The only lymphocytes required for protection against fecal rotavirus shedding after intranasal immunization of BALB/c (H-2(d)) mice with a chimeric rotavirus VP6 protein (MBPColon, two colonsVP6) and the mucosal adjuvant LT(R192G) are CD4(+) T cells. The purpose of this study was to identify CD4(+) T cell epitopes within VP6 that might be responsible for this protection. To make this determination, spleen cells obtained from BALB/c mice following intranasal immunization with MBPColon, two colonsVP6/LT(R192G) were stimulated in vitro with either MBPColon, two colonsVP6 or overlapping VP6 peptides containing <or=30 amino acids (AA). The numbers of memory (CD44(high)) CD4(+) T cells stimulated to produce T(H)1 and T(H)17 cytokines (IFNgamma and IL-17), as well as the quantities of these cytokines released into the cell supernatants, were then measured relative to those produced in mock-stimulated cells from the same animals. One epitope expected to be found was the VP6 14-mer AA(289-302), previously identified as a CD4(+) T cell epitope in H-2(d) mice. This was not observed but instead the only VP6 epitope identified was AA(242-259), the dominant CD4(+) T cell epitope previously reported after oral, live rotavirus immunization.

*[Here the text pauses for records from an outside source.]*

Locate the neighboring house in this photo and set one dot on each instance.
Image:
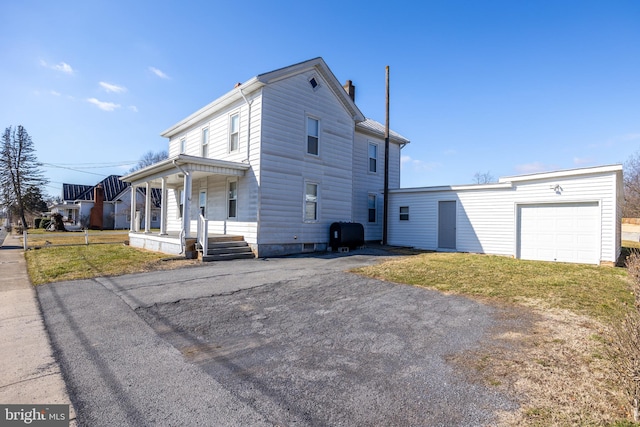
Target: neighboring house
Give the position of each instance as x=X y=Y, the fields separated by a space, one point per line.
x=276 y=160
x=78 y=200
x=565 y=216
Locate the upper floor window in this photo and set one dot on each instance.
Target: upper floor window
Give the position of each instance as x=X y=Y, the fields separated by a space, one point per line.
x=404 y=213
x=232 y=199
x=205 y=142
x=311 y=202
x=373 y=157
x=313 y=135
x=234 y=126
x=372 y=208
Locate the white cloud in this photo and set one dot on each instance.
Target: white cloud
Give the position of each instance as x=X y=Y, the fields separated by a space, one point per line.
x=532 y=167
x=158 y=73
x=112 y=88
x=62 y=67
x=106 y=106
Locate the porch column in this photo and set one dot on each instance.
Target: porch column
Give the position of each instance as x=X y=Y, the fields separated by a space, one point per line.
x=186 y=208
x=147 y=209
x=133 y=208
x=163 y=207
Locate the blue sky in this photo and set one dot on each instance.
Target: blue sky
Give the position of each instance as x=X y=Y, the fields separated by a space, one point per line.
x=510 y=87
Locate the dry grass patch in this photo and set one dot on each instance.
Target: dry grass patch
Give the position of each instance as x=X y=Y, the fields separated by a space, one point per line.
x=595 y=291
x=42 y=238
x=549 y=348
x=55 y=264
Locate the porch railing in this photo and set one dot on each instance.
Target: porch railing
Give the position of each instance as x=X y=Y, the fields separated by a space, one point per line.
x=203 y=234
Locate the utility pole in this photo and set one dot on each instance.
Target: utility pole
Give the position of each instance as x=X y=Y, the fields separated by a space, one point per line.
x=385 y=210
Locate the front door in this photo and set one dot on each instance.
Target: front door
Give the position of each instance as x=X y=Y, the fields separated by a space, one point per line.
x=447 y=224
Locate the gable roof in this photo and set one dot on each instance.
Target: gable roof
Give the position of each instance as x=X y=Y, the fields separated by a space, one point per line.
x=111 y=185
x=74 y=191
x=264 y=79
x=378 y=129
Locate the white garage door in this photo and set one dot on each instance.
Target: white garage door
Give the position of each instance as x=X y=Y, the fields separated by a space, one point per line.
x=563 y=232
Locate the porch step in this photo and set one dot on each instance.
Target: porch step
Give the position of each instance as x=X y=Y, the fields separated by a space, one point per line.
x=227 y=248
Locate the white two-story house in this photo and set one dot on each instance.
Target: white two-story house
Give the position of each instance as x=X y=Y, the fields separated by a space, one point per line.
x=276 y=160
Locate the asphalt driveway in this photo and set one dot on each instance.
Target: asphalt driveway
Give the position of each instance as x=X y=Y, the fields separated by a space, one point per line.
x=268 y=342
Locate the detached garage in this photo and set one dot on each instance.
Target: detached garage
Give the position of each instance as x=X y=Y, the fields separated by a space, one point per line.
x=563 y=216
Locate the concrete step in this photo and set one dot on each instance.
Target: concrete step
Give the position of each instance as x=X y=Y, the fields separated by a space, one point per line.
x=232 y=244
x=229 y=250
x=228 y=256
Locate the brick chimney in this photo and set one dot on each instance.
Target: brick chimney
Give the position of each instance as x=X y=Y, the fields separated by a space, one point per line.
x=351 y=90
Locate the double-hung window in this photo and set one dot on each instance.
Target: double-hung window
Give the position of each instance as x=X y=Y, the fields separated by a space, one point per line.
x=202 y=202
x=404 y=213
x=372 y=208
x=234 y=127
x=313 y=136
x=311 y=202
x=205 y=142
x=232 y=199
x=373 y=158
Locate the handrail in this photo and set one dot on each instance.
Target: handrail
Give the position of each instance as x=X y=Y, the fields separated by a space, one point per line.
x=203 y=234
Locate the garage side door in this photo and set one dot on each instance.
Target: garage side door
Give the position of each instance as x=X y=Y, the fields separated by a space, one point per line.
x=563 y=232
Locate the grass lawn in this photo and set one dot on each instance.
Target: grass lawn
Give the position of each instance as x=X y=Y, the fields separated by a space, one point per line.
x=55 y=264
x=548 y=350
x=40 y=238
x=601 y=292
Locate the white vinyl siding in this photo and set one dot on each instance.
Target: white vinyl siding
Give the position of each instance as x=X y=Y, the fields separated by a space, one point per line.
x=486 y=216
x=285 y=165
x=313 y=136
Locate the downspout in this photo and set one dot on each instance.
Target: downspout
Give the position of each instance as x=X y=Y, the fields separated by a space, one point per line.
x=248 y=123
x=184 y=214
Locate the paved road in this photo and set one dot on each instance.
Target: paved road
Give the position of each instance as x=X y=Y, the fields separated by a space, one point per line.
x=274 y=342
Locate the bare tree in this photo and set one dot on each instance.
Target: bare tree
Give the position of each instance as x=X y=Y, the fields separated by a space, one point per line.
x=483 y=178
x=148 y=159
x=19 y=169
x=631 y=207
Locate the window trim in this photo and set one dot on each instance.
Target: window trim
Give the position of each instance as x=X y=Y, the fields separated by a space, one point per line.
x=200 y=206
x=231 y=132
x=404 y=216
x=307 y=135
x=375 y=145
x=229 y=199
x=204 y=150
x=375 y=208
x=316 y=201
x=180 y=202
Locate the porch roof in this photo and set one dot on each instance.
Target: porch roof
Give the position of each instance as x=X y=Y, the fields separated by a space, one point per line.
x=173 y=167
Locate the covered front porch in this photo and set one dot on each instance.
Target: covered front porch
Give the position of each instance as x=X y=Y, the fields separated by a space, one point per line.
x=187 y=225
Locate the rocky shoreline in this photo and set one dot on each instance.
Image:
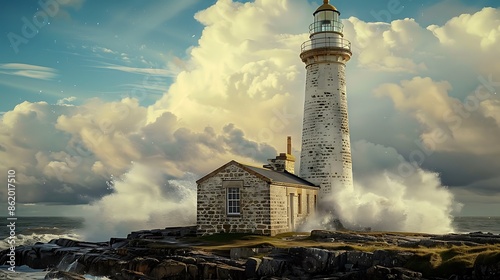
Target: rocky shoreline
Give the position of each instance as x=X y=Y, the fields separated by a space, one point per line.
x=175 y=253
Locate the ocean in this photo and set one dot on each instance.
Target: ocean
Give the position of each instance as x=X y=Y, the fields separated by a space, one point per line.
x=30 y=230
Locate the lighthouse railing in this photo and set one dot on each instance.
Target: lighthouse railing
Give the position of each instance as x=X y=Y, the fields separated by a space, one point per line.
x=326 y=42
x=326 y=26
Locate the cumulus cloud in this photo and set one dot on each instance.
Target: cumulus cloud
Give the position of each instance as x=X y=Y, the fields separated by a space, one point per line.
x=448 y=124
x=142 y=198
x=28 y=70
x=240 y=92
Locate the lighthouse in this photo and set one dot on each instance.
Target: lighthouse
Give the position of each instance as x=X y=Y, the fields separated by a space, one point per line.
x=325 y=158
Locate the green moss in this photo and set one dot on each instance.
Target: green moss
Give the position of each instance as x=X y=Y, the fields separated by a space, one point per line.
x=488 y=258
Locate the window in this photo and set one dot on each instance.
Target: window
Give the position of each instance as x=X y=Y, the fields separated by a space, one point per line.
x=299 y=196
x=233 y=201
x=308 y=206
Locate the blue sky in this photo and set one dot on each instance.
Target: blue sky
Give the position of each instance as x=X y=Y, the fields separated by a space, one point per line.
x=82 y=40
x=99 y=87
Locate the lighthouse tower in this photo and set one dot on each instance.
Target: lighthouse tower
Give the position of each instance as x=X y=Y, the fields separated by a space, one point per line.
x=326 y=152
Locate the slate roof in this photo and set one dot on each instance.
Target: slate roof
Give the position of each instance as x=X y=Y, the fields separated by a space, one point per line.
x=269 y=175
x=280 y=177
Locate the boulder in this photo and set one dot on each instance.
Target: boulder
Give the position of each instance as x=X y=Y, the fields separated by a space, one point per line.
x=63 y=275
x=251 y=267
x=271 y=267
x=487 y=266
x=169 y=269
x=143 y=264
x=359 y=259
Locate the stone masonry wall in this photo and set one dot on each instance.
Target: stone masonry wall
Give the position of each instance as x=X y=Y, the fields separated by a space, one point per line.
x=280 y=207
x=254 y=204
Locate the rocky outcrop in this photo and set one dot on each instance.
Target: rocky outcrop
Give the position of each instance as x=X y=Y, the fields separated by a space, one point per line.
x=164 y=254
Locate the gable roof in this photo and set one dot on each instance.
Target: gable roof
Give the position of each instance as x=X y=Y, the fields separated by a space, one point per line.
x=268 y=175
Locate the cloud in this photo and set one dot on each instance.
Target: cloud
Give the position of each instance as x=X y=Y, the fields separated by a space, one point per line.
x=142 y=198
x=64 y=101
x=239 y=94
x=29 y=71
x=142 y=71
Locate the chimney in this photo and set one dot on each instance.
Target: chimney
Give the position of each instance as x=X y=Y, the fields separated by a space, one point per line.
x=285 y=161
x=289 y=145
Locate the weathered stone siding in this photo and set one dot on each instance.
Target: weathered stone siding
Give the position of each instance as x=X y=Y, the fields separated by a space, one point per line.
x=279 y=213
x=264 y=208
x=326 y=152
x=281 y=210
x=254 y=214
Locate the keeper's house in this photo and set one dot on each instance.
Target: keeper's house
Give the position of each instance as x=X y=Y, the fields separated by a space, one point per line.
x=246 y=199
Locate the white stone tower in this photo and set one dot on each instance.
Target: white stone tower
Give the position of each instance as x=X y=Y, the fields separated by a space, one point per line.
x=326 y=152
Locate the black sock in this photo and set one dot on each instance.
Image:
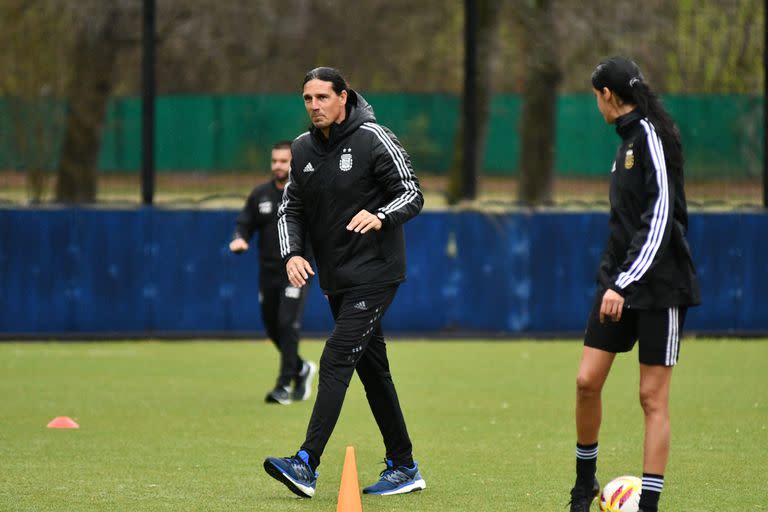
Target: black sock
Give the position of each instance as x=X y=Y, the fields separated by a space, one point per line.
x=407 y=462
x=586 y=463
x=652 y=486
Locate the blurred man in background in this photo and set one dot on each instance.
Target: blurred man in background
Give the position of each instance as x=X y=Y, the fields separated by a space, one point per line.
x=282 y=304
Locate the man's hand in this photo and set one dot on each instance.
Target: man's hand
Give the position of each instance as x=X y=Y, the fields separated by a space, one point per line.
x=612 y=306
x=364 y=222
x=298 y=270
x=238 y=245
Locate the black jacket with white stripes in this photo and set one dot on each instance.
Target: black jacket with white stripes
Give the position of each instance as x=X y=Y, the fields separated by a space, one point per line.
x=361 y=166
x=647 y=259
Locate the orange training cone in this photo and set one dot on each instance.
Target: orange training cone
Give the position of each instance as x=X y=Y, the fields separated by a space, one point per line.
x=63 y=422
x=349 y=491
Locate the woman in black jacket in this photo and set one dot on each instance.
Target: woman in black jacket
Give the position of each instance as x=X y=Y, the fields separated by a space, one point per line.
x=646 y=280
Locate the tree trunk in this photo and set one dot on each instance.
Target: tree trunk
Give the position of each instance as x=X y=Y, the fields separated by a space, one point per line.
x=487 y=36
x=94 y=57
x=539 y=102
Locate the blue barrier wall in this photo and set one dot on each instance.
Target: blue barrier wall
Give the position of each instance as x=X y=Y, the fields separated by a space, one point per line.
x=160 y=272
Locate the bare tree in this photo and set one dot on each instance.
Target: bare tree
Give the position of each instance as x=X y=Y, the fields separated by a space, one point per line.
x=33 y=77
x=487 y=41
x=537 y=125
x=94 y=55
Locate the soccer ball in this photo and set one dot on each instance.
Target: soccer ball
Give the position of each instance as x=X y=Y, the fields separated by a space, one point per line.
x=621 y=494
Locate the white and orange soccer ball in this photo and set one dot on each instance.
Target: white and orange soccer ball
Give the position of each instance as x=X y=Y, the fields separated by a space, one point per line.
x=621 y=494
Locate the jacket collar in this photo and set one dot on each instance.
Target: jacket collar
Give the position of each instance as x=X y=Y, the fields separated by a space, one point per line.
x=625 y=123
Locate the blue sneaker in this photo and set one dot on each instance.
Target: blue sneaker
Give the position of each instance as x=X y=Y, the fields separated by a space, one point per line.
x=397 y=480
x=294 y=472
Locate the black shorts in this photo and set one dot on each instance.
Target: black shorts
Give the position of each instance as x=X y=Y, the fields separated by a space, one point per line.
x=657 y=330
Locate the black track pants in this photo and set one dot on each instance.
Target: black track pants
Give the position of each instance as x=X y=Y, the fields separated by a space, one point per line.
x=357 y=343
x=282 y=308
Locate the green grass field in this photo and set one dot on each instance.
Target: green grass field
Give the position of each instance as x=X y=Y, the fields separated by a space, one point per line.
x=180 y=426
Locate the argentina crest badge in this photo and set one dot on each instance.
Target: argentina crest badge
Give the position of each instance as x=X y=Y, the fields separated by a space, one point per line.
x=629 y=159
x=345 y=162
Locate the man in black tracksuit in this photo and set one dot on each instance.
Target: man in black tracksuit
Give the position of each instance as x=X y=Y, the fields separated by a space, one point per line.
x=282 y=304
x=351 y=188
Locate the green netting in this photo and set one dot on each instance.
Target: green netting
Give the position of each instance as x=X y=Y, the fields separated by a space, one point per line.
x=722 y=134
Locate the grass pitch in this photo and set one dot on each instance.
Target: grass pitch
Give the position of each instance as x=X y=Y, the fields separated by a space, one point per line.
x=177 y=426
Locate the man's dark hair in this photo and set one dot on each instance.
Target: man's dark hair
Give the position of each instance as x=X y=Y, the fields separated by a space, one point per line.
x=622 y=76
x=328 y=75
x=283 y=144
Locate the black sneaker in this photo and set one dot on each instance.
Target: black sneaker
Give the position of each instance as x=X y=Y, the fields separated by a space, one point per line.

在用嵌合轮状病毒VP6蛋白(MBPColon,双冒号VP6)和粘膜佐剂LT(R192G)对BALB/c(H-2(d))小鼠进行鼻内免疫后,防止粪便中轮状病毒排出所需的唯一淋巴细胞是CD4(+) T细胞。本研究的目的是确定VP6内可能负责这种保护作用的CD4(+) T细胞表位。为了做出这一判断,用MBPColon,双冒号VP6/LT(R192G)对BALB/c小鼠进行鼻内免疫后获得的脾细胞,在体外分别用MBPColon,双冒号VP6或含≤30个氨基酸(AA)的重叠VP6肽进行刺激。然后相对于来自同一只动物的模拟刺激细胞所产生的情况,测量被刺激产生TH1和TH17细胞因子(IFNγ和IL-17)的记忆性(CD44(高))CD4(+) T细胞数量,以及释放到细胞上清液中的这些细胞因子的量。预期会发现的一个表位是VP6的14肽AA(289 - 302),其先前在H-2(d)小鼠中被鉴定为CD4(+) T细胞表位。但未观察到这一表位,相反,鉴定出的唯一VP6表位是AA(242 - 259),即先前口服活轮状病毒免疫后报道的主要CD4(+) T细胞表位。